Sería imposible hablar de la carta a los Romanos sin decir algo sobre la importancia que ha tenido y sigue teniendo en las iglesias protestantes.
Se sabe que Lutero maduró la Reforma partiendo de esta epístola. No se equivocaba advirtiendo en ella la condenación de una Iglesia instalada en el mundo, en la que la fe se había degradado a menudo en prácticas ajenas a la fe que salva. La cristiandad de la Edad Media era un pueblo parecido al de Israel. Eran cristianos de nacimiento y así permanecían; eran creyentes, pero como en cualquier otra cultura pensaban salvarse mediante los ritos religiosos y las prácticas de las buenas obras que merecen el cielo.
Era por tanto muy importante recordar que la fe es el alma de toda conversión, y que esta conversión es la respuesta a una llamada gratuita de Dios. En esta carta no se trata de otra cosa que de Cristo Salvador, y esto era suficiente para devaluar todo el sistema religioso imperante, aplastado por sus tradiciones y devociones. Se hablaba de fe, y apenas se oía predicar sobre ninguna otra cosa fuera de la moral, o más bien de las categorías de la moral. Se hablaba de la Palabra de Dios dirigida a todos los hombres, y tan sólo se contentaban con confiar en los hombres de Iglesia. Era, pues, una crítica radical de la Iglesia que había acabado mirándose a sí misma en lugar de volverse hacia Dios, y cuyo sistema político, doctrinal o represivo ocultaba el horizonte.
Esta carta se basa en la experiencia de Pablo como judío y como fariseo, y después como apóstol llamado directamente por Cristo. Pero Lutero y sus contemporáneos leían esta carta a partir de sus problemas, o mejor dicho, de sus angustias.
Eran los representantes de una cristiandad terminal, obsesionada por la perspectiva del pecado y de la condenación eterna. Todo lo que Pablo dice sobre la predestinación del pueblo judío lo veían como un problema de predestinación personal al cielo o al infierno.

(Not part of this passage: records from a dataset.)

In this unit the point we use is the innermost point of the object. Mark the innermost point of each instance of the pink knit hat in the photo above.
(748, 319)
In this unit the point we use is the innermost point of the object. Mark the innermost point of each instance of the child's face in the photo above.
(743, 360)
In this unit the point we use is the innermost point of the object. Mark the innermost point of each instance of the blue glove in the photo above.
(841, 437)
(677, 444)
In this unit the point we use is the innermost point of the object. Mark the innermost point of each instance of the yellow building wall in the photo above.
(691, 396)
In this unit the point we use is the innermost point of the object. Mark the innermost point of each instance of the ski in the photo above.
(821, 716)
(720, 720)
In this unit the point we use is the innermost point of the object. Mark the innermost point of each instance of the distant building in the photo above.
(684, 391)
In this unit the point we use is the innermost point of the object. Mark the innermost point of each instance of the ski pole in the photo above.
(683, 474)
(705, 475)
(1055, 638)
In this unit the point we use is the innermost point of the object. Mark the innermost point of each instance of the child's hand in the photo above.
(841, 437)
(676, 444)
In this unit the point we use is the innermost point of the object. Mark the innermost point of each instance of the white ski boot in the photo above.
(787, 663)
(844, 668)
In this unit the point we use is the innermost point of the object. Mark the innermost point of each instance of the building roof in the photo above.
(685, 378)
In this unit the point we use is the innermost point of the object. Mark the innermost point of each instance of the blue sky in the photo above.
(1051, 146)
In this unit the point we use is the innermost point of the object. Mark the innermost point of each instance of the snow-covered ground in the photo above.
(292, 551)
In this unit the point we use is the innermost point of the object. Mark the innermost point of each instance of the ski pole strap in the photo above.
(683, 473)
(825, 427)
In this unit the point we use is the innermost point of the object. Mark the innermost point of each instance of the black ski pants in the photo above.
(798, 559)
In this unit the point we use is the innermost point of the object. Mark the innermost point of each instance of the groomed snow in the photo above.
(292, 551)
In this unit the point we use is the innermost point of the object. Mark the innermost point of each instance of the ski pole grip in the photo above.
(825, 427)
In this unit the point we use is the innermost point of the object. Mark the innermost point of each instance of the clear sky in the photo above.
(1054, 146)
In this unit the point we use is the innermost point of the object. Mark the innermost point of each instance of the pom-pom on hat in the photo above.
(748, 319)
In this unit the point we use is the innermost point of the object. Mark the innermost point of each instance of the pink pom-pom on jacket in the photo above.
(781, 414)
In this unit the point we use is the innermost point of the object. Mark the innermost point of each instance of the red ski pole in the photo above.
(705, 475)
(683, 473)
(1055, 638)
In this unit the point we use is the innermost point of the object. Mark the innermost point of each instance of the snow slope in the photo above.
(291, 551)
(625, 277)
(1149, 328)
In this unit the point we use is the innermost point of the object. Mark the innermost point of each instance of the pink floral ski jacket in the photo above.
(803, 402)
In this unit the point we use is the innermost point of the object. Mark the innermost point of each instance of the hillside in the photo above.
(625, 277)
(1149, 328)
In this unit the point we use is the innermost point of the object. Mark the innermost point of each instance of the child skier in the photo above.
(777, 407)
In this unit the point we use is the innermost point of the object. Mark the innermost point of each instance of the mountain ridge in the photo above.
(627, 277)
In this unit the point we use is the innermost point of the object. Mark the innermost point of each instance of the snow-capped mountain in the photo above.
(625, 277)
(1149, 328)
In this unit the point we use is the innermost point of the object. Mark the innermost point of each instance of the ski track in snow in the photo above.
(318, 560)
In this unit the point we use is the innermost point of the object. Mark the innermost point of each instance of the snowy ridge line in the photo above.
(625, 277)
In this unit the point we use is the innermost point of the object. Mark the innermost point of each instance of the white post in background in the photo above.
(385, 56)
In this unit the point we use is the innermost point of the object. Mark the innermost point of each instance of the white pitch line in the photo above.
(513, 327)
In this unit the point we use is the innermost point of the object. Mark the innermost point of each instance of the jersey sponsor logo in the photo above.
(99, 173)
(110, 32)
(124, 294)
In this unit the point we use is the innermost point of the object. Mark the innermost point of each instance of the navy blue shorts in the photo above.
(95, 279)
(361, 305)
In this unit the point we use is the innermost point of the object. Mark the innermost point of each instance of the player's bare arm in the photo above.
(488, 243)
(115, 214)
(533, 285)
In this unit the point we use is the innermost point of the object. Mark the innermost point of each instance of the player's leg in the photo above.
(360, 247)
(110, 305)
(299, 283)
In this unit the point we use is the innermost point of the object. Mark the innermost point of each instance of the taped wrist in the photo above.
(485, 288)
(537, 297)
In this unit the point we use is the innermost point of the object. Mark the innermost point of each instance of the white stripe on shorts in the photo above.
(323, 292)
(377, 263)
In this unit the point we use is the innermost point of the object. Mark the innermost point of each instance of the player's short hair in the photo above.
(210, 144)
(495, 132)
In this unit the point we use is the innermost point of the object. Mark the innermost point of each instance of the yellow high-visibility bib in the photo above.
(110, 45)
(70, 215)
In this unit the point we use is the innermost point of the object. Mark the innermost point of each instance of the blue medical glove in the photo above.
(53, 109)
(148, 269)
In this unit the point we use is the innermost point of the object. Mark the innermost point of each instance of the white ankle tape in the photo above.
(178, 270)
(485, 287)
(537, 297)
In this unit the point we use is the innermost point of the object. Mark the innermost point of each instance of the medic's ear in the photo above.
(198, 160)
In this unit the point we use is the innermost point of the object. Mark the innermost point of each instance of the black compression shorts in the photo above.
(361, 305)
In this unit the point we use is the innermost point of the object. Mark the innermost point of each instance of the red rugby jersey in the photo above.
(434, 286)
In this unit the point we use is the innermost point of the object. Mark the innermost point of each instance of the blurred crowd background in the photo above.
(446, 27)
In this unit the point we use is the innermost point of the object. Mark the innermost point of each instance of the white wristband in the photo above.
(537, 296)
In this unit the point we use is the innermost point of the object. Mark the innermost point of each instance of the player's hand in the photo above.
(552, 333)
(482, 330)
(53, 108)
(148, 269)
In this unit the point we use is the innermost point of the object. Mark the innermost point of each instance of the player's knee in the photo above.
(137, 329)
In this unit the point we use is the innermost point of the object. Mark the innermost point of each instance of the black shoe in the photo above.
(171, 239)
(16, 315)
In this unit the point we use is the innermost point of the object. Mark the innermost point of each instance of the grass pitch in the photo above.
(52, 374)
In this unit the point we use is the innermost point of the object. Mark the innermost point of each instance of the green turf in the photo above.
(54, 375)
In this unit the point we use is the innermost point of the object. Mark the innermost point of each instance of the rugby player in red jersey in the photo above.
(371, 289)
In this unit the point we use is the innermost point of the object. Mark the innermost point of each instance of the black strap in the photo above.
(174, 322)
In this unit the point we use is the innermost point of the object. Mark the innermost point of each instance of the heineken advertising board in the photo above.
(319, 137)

Pablo habla de Dios que nos justifica —palabra que entonces tenía un sentido muy poco preciso— para enseñar que Dios restablece en nosotros un orden auténtico; comprenden que, si nosotros creemos, Dios nos considerará justos aunque nada cambie en nosotros. Las grandes perspectivas de una humanidad angustiada por el pecado y la gracia, incapaz de liberarse a sí misma, se reducirán a un problema personal: ¿soy yo realmente libre o soy un simple juguete de la gracia? Tomando al pie de la letra el lenguaje imaginario de Pablo, se elaborará una doctrina sobre el pecado original en la que todos expiamos, y por la eternidad, el pecado del primer antepasado.

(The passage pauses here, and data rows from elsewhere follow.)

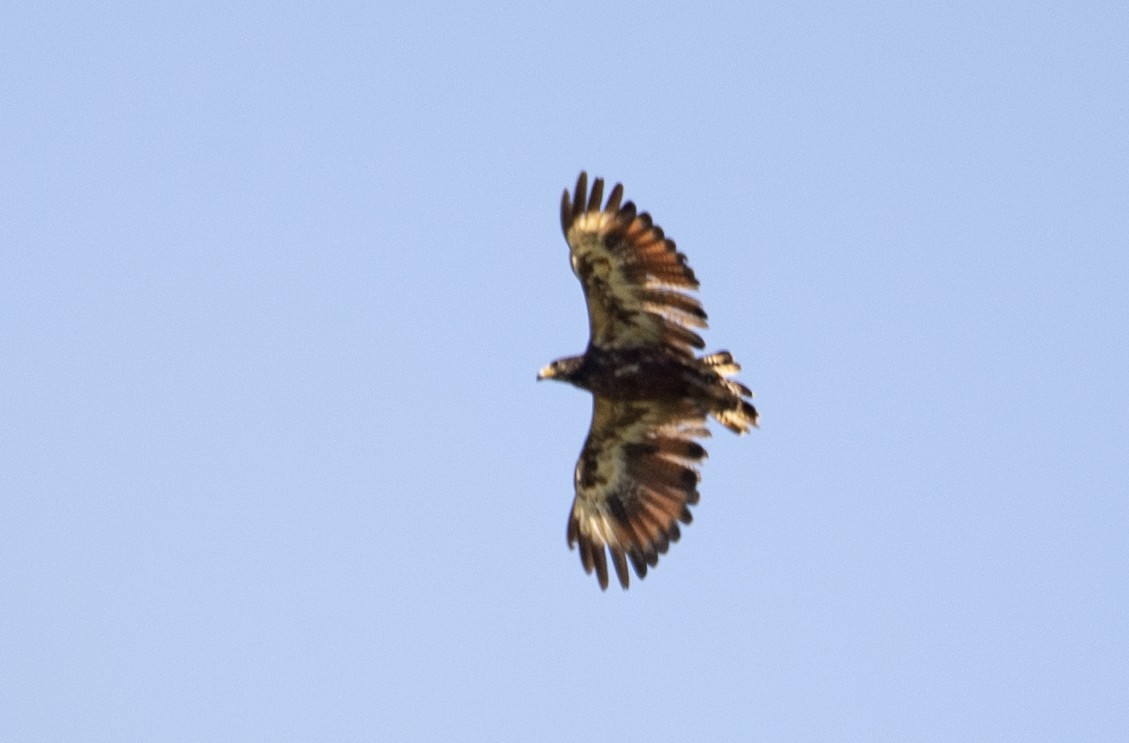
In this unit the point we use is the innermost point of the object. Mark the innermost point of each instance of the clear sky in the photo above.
(277, 280)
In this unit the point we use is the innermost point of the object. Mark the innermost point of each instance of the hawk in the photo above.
(637, 475)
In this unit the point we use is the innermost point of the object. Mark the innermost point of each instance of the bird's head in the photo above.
(561, 369)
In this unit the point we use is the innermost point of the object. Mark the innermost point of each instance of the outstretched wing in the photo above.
(635, 279)
(635, 482)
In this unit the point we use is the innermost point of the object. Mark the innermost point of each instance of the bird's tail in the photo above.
(733, 407)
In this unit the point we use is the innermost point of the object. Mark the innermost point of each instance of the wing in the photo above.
(636, 480)
(635, 279)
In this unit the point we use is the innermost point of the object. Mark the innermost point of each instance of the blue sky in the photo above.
(277, 281)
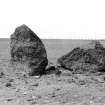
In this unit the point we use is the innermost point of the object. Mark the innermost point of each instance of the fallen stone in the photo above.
(27, 48)
(88, 58)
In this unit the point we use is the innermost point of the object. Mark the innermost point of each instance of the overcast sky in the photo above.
(54, 18)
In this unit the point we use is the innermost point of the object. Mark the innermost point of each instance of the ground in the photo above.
(65, 89)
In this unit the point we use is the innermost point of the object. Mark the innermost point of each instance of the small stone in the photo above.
(8, 85)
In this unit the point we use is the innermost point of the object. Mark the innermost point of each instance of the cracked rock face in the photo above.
(26, 47)
(90, 58)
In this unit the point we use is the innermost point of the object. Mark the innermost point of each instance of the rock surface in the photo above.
(88, 58)
(26, 47)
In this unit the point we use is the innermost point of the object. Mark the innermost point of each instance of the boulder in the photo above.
(88, 58)
(27, 48)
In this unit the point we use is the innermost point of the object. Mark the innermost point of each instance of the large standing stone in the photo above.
(26, 47)
(88, 58)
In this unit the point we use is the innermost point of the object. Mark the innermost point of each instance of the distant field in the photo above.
(55, 47)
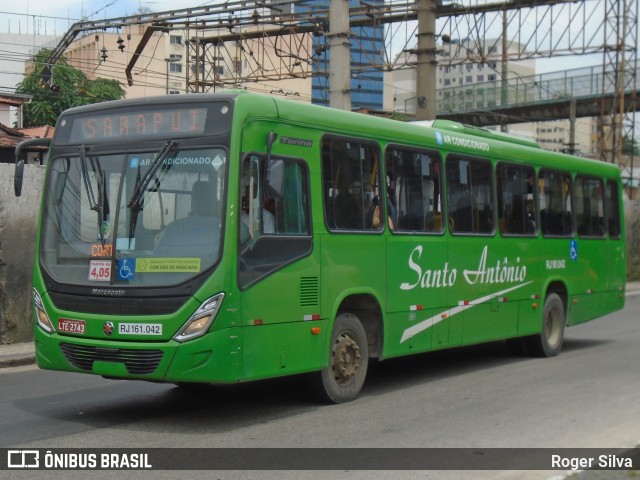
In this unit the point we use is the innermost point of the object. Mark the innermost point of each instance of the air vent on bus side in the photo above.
(309, 291)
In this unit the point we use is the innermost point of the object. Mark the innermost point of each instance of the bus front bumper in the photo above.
(212, 358)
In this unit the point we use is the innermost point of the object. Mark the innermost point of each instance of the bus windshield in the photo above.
(150, 218)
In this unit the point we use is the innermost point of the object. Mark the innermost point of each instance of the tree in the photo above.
(69, 87)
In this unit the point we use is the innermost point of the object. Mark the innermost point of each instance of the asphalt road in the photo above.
(479, 397)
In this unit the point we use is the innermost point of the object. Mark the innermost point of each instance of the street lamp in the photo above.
(168, 61)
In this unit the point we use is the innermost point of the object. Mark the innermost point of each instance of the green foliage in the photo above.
(70, 87)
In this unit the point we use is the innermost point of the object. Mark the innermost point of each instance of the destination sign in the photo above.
(165, 122)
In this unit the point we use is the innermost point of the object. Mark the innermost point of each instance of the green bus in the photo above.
(222, 238)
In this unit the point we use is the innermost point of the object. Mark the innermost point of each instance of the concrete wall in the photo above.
(632, 215)
(17, 244)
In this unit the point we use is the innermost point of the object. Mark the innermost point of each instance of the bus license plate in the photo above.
(140, 329)
(71, 326)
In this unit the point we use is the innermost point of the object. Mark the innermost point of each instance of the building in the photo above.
(367, 43)
(470, 77)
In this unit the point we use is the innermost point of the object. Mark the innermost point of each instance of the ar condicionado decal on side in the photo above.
(504, 271)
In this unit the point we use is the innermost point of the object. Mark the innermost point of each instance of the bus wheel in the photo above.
(549, 342)
(343, 378)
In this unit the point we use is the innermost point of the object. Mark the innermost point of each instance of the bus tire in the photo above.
(343, 378)
(549, 342)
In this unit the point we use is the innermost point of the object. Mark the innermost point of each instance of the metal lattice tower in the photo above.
(256, 40)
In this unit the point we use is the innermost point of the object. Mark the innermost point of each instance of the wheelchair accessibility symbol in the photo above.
(127, 269)
(573, 250)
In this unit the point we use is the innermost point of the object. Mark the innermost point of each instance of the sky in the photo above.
(54, 17)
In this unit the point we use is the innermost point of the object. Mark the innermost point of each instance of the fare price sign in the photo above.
(100, 270)
(160, 122)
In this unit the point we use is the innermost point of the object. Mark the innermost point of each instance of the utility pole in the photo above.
(339, 55)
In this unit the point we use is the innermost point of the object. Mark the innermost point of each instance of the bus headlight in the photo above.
(201, 320)
(41, 315)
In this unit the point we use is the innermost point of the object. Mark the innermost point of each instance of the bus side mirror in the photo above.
(17, 178)
(274, 181)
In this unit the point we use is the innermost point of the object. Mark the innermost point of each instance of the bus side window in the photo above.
(554, 189)
(275, 227)
(469, 195)
(589, 206)
(612, 209)
(414, 198)
(350, 172)
(516, 204)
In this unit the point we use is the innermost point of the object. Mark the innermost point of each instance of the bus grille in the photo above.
(138, 362)
(118, 306)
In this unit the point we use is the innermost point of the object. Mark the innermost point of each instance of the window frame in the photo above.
(437, 156)
(375, 147)
(577, 226)
(452, 156)
(572, 231)
(246, 278)
(536, 219)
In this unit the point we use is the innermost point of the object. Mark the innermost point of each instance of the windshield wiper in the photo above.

Muchas generaciones de protestantes y católicos se verán marcados por estas controversias. Por más que se hable de salvación sólo mediante la fe, o por la fe y las obras, o por la fe, las obras y los sacramentos, el amor del Padre que salva y de Cristo Salvador pasará a un segundo plano, obsesionados por la salvación: ¿cómo puedo escapar de este rígido círculo en que Dios me encierra? El Dios justo, de sentencias inexorables, que condena con tanta facilidad al infierno, traumatizará a Occidente y desencadenará la rebelión del ateísmo militante.

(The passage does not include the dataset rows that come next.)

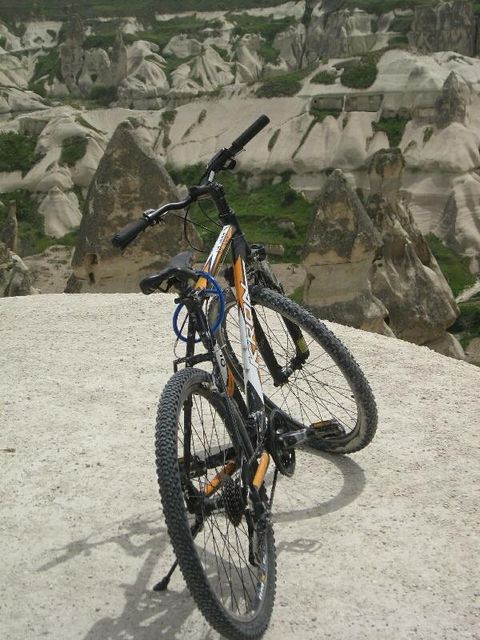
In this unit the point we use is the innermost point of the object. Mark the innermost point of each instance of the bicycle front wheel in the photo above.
(328, 388)
(206, 512)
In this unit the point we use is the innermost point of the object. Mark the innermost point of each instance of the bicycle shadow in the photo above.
(149, 615)
(353, 478)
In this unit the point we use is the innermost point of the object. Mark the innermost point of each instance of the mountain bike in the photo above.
(260, 377)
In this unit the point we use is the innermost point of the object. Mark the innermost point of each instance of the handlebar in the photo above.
(225, 158)
(249, 133)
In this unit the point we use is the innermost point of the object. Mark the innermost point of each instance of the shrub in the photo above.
(393, 127)
(454, 266)
(47, 66)
(73, 150)
(31, 224)
(163, 31)
(258, 210)
(17, 152)
(287, 84)
(398, 42)
(324, 77)
(321, 114)
(168, 117)
(106, 40)
(427, 134)
(360, 75)
(103, 95)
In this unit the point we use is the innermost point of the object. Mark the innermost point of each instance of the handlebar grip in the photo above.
(123, 238)
(249, 133)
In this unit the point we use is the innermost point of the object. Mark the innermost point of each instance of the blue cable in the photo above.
(217, 290)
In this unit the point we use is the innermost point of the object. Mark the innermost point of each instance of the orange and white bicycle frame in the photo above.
(231, 236)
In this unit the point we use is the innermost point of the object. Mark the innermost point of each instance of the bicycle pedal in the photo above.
(327, 429)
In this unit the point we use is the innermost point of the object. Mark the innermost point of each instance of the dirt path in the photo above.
(380, 545)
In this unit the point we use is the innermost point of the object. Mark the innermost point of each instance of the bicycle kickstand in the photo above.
(163, 584)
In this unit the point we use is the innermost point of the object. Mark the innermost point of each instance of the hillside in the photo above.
(380, 544)
(341, 81)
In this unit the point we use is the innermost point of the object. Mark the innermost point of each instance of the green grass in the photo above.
(47, 66)
(324, 77)
(454, 266)
(161, 33)
(12, 10)
(73, 150)
(297, 294)
(359, 75)
(31, 233)
(383, 6)
(258, 211)
(393, 127)
(168, 117)
(467, 326)
(402, 24)
(106, 40)
(102, 95)
(17, 152)
(288, 84)
(427, 134)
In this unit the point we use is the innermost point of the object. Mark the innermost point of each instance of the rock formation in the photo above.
(249, 65)
(337, 258)
(119, 66)
(447, 26)
(15, 277)
(71, 52)
(9, 231)
(129, 179)
(451, 106)
(369, 270)
(406, 276)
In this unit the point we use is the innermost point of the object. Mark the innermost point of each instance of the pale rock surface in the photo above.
(41, 33)
(452, 150)
(61, 211)
(451, 106)
(146, 80)
(119, 64)
(210, 70)
(96, 70)
(51, 269)
(14, 100)
(341, 33)
(9, 230)
(291, 45)
(72, 53)
(129, 179)
(182, 46)
(459, 223)
(448, 26)
(472, 352)
(12, 42)
(15, 71)
(406, 276)
(448, 345)
(249, 64)
(337, 257)
(15, 279)
(56, 175)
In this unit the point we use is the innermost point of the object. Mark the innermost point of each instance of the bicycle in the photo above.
(217, 431)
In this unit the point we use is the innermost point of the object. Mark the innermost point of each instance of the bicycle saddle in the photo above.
(178, 271)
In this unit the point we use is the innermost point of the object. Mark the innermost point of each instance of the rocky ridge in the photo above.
(338, 83)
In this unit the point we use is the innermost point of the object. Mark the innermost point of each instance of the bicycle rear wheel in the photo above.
(328, 389)
(207, 517)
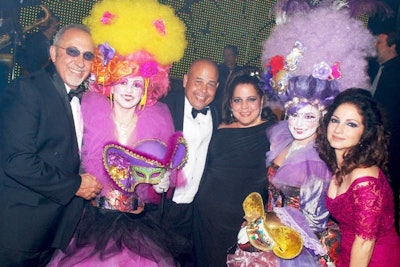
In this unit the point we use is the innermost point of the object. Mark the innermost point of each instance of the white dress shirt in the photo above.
(78, 119)
(197, 133)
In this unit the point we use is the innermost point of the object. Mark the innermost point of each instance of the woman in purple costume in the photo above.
(297, 178)
(122, 225)
(353, 142)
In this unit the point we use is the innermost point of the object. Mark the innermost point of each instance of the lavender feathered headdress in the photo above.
(321, 43)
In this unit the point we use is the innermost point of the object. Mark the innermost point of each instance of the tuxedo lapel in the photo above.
(59, 86)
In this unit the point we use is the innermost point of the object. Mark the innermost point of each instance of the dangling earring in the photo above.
(111, 100)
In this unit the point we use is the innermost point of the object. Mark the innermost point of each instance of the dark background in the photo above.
(210, 26)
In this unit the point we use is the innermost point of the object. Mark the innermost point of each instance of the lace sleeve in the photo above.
(368, 206)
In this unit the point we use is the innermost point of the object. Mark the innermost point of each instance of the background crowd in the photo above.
(104, 164)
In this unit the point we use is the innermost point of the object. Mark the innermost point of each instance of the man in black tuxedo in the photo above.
(41, 191)
(193, 113)
(386, 91)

Cuando se ha meditado mucho tiempo a Pablo, y sobre todo la carta a los Romanos, se aprecia que para él el Padre de Jesús es realmente padre, y que es amado apasionadamente. Se descubren mil detalles que revelan su experiencia de la comunión continua y de la vida “en” el Dios Trino, una experiencia muy semejante a la de san Juan.